Navigating discriminatory practices: Same-gender adoptive parents in Portugal
A developmental systemic approach to the study of same-gender parenting sustains that the family processes and dynamics will determine child’s psychosocial adjustment rather than family configuration or parents’ sexual or gender identity. According to the literature, little or no differences have been found between adoptive same-gender and different-gender parented families on levels of parental stress levels or emotional closeness between parents and children. In Portugal, research about same-gender parented families is still scarce, and it was only very recently (in 2016) that same-gender couples were legally allowed to adopt.
The present study aimed at evaluating the family dynamics and social climate of adoptive lesbian mothers and gay fathers, through qualitative methodology. One single adoptive gay father, one adoptive gay couple and one adoptive lesbian couple were recruited through intentional non-probabilistic sampling, and interviewed using a semi-structured script. All three families have adopted before same-gender parenthood legislation was in effect.
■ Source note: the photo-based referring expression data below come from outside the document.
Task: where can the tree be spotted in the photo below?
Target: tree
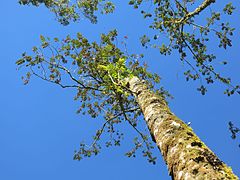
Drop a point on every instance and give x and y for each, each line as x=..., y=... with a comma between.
x=115, y=84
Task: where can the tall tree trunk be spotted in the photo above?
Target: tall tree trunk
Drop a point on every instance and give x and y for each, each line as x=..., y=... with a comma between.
x=186, y=156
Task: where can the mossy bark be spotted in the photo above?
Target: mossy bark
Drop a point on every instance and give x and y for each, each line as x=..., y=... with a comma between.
x=186, y=156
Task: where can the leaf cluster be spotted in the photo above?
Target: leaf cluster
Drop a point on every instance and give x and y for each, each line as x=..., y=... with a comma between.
x=66, y=11
x=98, y=71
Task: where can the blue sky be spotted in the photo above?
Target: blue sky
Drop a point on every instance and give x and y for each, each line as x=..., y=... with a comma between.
x=39, y=129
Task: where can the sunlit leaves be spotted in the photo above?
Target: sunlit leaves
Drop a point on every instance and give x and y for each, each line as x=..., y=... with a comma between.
x=188, y=36
x=98, y=72
x=67, y=10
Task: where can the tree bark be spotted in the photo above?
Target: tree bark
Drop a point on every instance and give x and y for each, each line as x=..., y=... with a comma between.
x=186, y=156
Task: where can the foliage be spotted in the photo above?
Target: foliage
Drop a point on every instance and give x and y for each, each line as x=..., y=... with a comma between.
x=234, y=130
x=66, y=11
x=98, y=72
x=173, y=20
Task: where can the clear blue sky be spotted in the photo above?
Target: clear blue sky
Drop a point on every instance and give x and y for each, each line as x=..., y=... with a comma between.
x=39, y=129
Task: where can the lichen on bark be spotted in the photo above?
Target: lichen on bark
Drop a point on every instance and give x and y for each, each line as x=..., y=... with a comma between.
x=186, y=156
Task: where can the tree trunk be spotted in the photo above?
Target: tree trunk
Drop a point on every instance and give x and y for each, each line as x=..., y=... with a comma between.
x=186, y=156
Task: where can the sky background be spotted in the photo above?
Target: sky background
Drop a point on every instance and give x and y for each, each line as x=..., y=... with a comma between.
x=39, y=129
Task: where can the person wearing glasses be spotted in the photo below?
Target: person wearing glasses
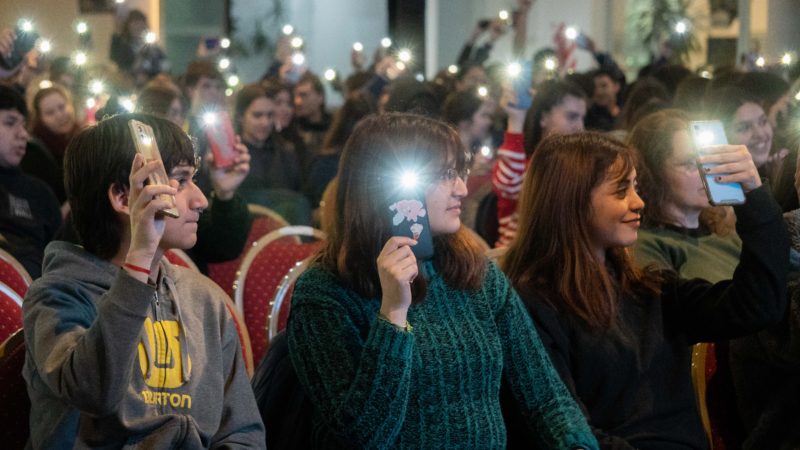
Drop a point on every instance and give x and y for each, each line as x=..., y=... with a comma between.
x=393, y=351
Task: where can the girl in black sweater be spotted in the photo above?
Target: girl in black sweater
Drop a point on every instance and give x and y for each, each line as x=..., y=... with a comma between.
x=621, y=337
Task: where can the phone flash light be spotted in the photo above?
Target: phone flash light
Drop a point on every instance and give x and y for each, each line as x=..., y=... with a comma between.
x=45, y=46
x=705, y=138
x=408, y=179
x=571, y=33
x=209, y=118
x=514, y=69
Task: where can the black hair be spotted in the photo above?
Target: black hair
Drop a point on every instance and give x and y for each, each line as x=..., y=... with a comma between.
x=99, y=158
x=10, y=98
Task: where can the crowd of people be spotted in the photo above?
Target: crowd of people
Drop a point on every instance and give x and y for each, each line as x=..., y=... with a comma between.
x=574, y=255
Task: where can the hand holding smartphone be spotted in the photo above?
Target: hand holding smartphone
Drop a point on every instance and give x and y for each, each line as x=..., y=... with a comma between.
x=221, y=138
x=145, y=142
x=709, y=133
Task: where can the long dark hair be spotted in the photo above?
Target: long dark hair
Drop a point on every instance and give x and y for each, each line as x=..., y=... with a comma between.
x=378, y=146
x=552, y=254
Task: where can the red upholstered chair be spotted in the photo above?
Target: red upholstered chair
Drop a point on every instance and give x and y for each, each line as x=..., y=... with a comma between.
x=261, y=272
x=13, y=274
x=16, y=406
x=281, y=302
x=178, y=257
x=265, y=220
x=10, y=311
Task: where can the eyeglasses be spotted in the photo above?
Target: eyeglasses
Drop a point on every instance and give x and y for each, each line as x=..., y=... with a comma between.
x=449, y=176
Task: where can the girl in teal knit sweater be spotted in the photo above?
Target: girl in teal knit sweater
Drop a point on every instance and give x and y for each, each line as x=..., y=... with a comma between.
x=399, y=353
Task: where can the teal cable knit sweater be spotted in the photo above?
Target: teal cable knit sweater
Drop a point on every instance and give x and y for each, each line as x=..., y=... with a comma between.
x=374, y=385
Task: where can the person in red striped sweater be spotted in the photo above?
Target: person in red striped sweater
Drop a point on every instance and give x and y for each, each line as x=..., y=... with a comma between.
x=558, y=108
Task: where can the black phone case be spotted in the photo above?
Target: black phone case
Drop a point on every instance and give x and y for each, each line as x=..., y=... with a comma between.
x=409, y=217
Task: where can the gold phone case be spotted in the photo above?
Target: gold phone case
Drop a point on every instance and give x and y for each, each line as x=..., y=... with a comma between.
x=145, y=141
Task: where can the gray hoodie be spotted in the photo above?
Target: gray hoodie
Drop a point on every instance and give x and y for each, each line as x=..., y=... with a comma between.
x=112, y=362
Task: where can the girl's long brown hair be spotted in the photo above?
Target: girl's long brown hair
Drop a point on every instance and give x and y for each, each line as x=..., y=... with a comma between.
x=552, y=253
x=379, y=146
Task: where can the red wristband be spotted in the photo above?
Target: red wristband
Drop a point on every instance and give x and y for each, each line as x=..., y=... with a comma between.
x=137, y=268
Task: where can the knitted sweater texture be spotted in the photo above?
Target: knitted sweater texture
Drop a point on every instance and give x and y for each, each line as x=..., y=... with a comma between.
x=374, y=385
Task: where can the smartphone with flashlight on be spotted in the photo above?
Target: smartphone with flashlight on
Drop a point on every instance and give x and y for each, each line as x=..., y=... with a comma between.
x=145, y=142
x=522, y=86
x=221, y=138
x=23, y=43
x=711, y=132
x=409, y=215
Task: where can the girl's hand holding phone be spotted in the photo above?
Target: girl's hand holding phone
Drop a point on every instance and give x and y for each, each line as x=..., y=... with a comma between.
x=145, y=203
x=734, y=164
x=397, y=268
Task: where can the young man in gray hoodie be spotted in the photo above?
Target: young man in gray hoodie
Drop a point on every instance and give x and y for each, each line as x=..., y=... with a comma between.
x=124, y=350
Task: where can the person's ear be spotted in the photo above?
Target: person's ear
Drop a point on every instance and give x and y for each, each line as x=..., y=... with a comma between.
x=118, y=196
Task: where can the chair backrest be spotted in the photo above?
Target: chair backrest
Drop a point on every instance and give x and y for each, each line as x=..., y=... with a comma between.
x=10, y=311
x=16, y=406
x=13, y=274
x=261, y=272
x=279, y=307
x=244, y=336
x=265, y=221
x=178, y=257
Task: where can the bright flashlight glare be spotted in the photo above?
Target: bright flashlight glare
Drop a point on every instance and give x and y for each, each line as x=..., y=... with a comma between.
x=96, y=87
x=408, y=179
x=79, y=58
x=404, y=55
x=209, y=118
x=705, y=138
x=45, y=46
x=571, y=33
x=127, y=103
x=26, y=25
x=514, y=69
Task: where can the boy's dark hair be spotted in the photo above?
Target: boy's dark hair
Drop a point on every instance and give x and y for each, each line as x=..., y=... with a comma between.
x=101, y=156
x=10, y=98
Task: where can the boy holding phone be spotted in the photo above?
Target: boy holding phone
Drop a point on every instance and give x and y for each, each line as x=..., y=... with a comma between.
x=121, y=348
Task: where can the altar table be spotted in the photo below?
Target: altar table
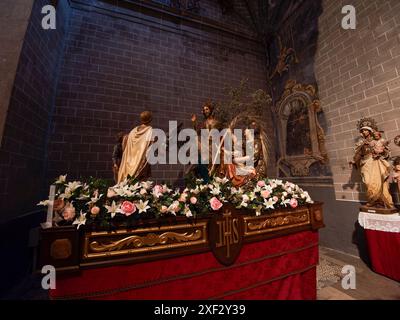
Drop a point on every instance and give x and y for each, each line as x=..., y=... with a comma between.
x=278, y=268
x=382, y=233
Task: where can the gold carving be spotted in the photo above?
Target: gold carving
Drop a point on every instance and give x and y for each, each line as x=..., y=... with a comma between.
x=150, y=240
x=228, y=232
x=255, y=225
x=143, y=240
x=61, y=249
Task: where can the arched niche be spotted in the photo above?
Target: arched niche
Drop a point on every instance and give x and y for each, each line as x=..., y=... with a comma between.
x=301, y=138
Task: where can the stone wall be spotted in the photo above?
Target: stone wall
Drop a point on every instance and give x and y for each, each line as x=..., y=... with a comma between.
x=14, y=18
x=121, y=61
x=24, y=146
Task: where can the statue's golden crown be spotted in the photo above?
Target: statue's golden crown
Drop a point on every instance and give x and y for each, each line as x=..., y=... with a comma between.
x=367, y=123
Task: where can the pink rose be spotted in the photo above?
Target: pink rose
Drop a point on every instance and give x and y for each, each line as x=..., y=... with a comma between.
x=164, y=209
x=261, y=183
x=265, y=193
x=183, y=197
x=193, y=200
x=128, y=208
x=95, y=210
x=293, y=203
x=111, y=193
x=215, y=203
x=158, y=188
x=69, y=212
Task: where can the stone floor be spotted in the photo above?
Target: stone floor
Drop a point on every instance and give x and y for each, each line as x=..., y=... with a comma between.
x=369, y=285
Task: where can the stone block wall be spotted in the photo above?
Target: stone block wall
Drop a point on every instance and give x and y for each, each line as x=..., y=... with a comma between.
x=119, y=62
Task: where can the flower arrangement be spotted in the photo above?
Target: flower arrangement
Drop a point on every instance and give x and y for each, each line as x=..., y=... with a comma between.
x=97, y=204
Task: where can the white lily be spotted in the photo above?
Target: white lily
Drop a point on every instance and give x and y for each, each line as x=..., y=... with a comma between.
x=44, y=203
x=195, y=191
x=83, y=197
x=188, y=213
x=269, y=204
x=146, y=184
x=72, y=186
x=61, y=179
x=67, y=194
x=80, y=220
x=113, y=209
x=142, y=206
x=173, y=207
x=94, y=199
x=122, y=191
x=165, y=188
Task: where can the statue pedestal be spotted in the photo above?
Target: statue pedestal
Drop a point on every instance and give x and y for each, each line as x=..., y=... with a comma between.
x=378, y=210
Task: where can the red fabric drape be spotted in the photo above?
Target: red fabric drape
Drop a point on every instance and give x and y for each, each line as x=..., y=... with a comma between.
x=384, y=252
x=280, y=268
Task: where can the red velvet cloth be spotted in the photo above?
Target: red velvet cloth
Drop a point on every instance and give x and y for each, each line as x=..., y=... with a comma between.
x=280, y=268
x=384, y=252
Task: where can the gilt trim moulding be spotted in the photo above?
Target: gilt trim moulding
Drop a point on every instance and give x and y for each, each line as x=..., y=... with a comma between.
x=222, y=234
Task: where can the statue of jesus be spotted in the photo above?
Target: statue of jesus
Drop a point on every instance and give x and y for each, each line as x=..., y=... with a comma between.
x=135, y=147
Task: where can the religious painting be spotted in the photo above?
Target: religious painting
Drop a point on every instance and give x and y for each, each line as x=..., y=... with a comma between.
x=298, y=141
x=303, y=139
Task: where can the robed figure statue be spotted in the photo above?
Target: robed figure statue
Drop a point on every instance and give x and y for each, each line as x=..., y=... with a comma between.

Interviews were transcribed and analyzed through Thematic Analysis. Three main themes were identified: (1) Parental motivations and experiences during the adoption process, in which parents referred to a strong and old parenting desire which helped them overcome several obstacles in accomplishing the adoption process, namely the necessity to hide being in a same-gender couple and formally adopting singularly; (2) Non-recognition of one of the parental figures, in which parents described their difficulties in having both parental figures socially and legally recognized, and their fear of losing their child during and after the adoption process; and (3) Parental experiences, in which parents described the family processes used to overcome the previous stressful experiences during the adoption process and the non-recognition of the whole family, namely a conscious effort to promote emotional closeness with their adopted child. The three families presented a strong motivation to accomplish a parental project. Nevertheless, the institutional stigma that these parents faced may have negatively influenced their well-being. The quality of the relationship between the parents and a strong parental involvement seems to have minimized the effects of the difficulties faced in favor of a strong desire to create a family with children.
This small study was the first developed in Portugal about adoptive same-gender families, and it highlights the need to study resilient factors both within and outside the family that allows parents to minimize the effects of a stigmatizing context and enhance child and family well-being.